This read was for the 2012 Around the World in 12 Books Reading Challenge hosted by Shannon at Giraffe Days (July: Iran)
One note on the French edition...moreThis read was for the 2012 Around the World in 12 Books Reading Challenge hosted by Shannon at Giraffe Days (July: Iran)
One note on the French edition though: the copyright page says that it was translated from the English translation produced by Ghasal Mosadecq. That being said, I've searched on line for an English translation of this amazing and enlightening graphic novel and couldn't find one so perhaps it was never actually published in English. If so, that's a real shame and I really do hope that an English language publisher is going to pick this up very soon.

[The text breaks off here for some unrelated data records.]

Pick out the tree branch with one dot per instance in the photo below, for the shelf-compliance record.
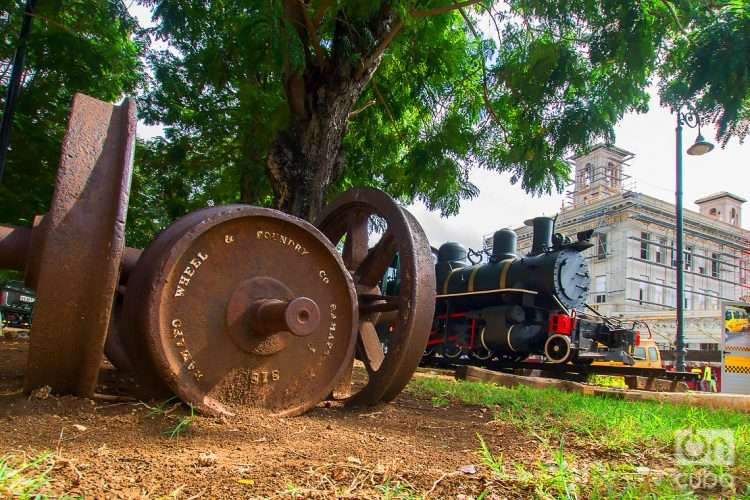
(385, 41)
(358, 111)
(442, 10)
(312, 36)
(324, 5)
(485, 90)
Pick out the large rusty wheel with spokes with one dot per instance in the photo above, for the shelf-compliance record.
(393, 327)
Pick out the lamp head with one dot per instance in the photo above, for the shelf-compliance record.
(700, 147)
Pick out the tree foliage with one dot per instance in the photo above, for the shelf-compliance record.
(75, 46)
(439, 87)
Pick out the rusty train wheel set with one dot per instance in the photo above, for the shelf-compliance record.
(390, 358)
(229, 306)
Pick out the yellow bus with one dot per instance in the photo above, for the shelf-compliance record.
(735, 320)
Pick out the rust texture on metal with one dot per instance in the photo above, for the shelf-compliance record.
(74, 256)
(391, 357)
(241, 305)
(14, 244)
(113, 346)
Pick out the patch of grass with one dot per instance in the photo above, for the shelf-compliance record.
(608, 381)
(24, 478)
(559, 479)
(163, 408)
(627, 427)
(184, 424)
(494, 462)
(440, 401)
(393, 490)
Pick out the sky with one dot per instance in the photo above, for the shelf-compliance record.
(650, 136)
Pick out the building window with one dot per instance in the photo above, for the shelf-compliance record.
(588, 174)
(643, 290)
(700, 300)
(712, 300)
(661, 292)
(688, 259)
(661, 250)
(600, 289)
(715, 265)
(700, 262)
(601, 247)
(709, 347)
(645, 246)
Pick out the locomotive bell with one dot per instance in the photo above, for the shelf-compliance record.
(542, 236)
(451, 252)
(503, 245)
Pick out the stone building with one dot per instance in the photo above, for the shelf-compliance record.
(632, 263)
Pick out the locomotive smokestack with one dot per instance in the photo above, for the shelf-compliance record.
(542, 235)
(503, 245)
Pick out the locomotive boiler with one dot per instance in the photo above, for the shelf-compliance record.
(512, 306)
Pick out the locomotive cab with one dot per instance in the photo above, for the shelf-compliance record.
(511, 307)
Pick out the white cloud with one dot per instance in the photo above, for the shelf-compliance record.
(651, 136)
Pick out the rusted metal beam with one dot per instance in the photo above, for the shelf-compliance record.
(77, 247)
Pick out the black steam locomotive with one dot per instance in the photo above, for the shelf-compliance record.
(512, 307)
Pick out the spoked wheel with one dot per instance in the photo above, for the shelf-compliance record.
(404, 304)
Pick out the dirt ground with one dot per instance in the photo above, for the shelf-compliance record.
(120, 450)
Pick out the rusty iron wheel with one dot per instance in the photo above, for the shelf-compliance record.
(404, 319)
(240, 305)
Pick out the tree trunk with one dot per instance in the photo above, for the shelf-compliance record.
(307, 157)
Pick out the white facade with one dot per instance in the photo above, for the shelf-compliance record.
(632, 263)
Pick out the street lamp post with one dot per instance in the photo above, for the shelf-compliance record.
(689, 118)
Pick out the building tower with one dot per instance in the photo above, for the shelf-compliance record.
(599, 174)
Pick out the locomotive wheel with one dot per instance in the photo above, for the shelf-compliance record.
(240, 305)
(408, 313)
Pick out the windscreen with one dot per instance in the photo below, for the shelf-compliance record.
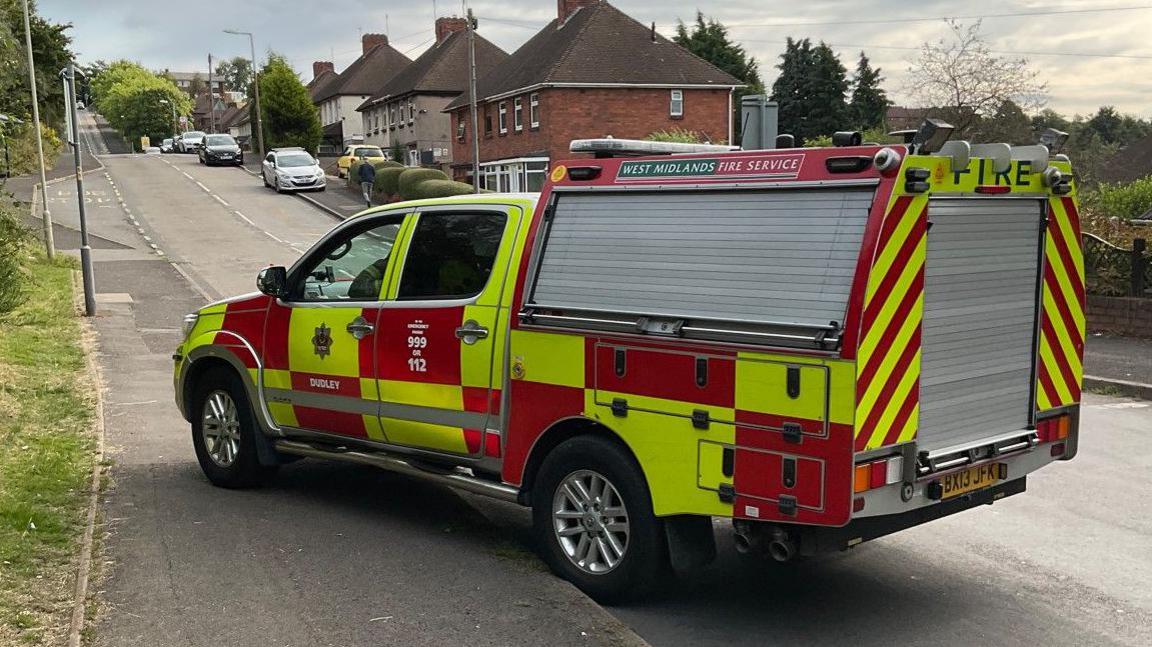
(297, 159)
(755, 256)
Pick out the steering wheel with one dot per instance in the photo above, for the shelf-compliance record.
(339, 252)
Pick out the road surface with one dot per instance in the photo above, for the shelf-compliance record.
(341, 555)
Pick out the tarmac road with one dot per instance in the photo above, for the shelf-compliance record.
(341, 555)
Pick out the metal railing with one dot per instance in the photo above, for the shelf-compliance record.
(1116, 272)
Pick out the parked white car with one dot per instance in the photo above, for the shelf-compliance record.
(292, 169)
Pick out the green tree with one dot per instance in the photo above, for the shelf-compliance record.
(289, 116)
(51, 48)
(811, 91)
(964, 82)
(197, 85)
(709, 39)
(870, 103)
(130, 98)
(236, 74)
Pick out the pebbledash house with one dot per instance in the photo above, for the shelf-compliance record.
(592, 71)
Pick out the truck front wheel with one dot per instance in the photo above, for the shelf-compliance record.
(224, 432)
(593, 520)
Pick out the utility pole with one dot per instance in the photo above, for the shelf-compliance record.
(471, 97)
(256, 91)
(48, 243)
(85, 250)
(211, 99)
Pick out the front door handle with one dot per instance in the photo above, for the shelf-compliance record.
(360, 328)
(471, 332)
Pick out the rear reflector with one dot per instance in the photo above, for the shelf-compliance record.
(863, 478)
(1051, 429)
(878, 473)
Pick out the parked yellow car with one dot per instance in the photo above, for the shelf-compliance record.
(355, 152)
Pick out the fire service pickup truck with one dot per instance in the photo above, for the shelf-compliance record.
(824, 345)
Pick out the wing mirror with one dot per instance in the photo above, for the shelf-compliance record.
(273, 281)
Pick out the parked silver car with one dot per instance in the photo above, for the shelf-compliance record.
(188, 141)
(292, 169)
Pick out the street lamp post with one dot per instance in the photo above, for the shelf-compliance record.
(48, 243)
(256, 90)
(175, 124)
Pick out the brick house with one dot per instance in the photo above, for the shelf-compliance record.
(338, 97)
(593, 71)
(409, 108)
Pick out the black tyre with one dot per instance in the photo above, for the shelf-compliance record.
(224, 432)
(592, 516)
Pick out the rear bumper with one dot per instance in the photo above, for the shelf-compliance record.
(813, 540)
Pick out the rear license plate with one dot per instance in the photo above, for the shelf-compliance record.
(972, 479)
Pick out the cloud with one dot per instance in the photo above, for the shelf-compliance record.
(317, 30)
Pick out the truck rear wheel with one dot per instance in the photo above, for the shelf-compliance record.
(593, 520)
(224, 432)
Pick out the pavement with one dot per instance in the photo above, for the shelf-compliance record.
(332, 554)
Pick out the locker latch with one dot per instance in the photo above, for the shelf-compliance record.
(727, 493)
(700, 419)
(787, 504)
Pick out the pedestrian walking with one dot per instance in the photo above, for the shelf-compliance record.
(366, 175)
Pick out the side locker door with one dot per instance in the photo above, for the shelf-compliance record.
(319, 370)
(441, 332)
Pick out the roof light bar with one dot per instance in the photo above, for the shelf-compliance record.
(611, 147)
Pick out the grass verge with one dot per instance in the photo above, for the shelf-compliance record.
(46, 415)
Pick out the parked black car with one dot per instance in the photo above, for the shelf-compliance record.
(220, 149)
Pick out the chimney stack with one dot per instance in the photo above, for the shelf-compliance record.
(320, 67)
(566, 8)
(370, 40)
(447, 25)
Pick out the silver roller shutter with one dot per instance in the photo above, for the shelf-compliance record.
(774, 256)
(979, 319)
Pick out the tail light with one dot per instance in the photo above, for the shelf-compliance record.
(1055, 428)
(878, 473)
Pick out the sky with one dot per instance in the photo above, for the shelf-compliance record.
(1086, 51)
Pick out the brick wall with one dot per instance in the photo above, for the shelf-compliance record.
(568, 114)
(1122, 316)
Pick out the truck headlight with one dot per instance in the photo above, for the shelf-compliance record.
(189, 322)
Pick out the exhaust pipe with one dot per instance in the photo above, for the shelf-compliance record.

Mana Neyestani's graphic novel is autobiographic. Neyestani was born in Tehran in 1973. He started his career as a cartoonist working in different cultural and political magazines. He soon became cataloged as a political cartoonist and had to turn to drawing for children in order not to draw to much unwanted attention from governmental authorities. He thought he was safe. He was unfortunately wrong.
In 2006, Neyestani drew a cockroach in one of his cartoons. The drawing was unfortunately taken out of its context and interpreted as being an insult to the Azeri ethnic group which occupies the northern part of Iran and consist of people of Turkish descent. This group is often the target of insults from Iranians and so the government was only to happy to blame the subsequent riots, material damage and deaths on Neyestani's drawing. Neyestani and his editor-in-chief were soon arrested and taken to the Evin prison, even though they hadn't actually broken any law. An Iranian Metamorphosis is the tale of the events that lead to this arrest, as well as Neyestani's time in jail and his attempts at clearing his name, ending up with him and his wife seeking political refuge in a Western country. Neyestani and his wife, Mansoureh, now live in France but this took some time and the French government (as well as other European and Western governments) didn't initially help them get out of Iran despite the threat of more time in prison for Neyestani, death threats and the implication of Iranian secret services.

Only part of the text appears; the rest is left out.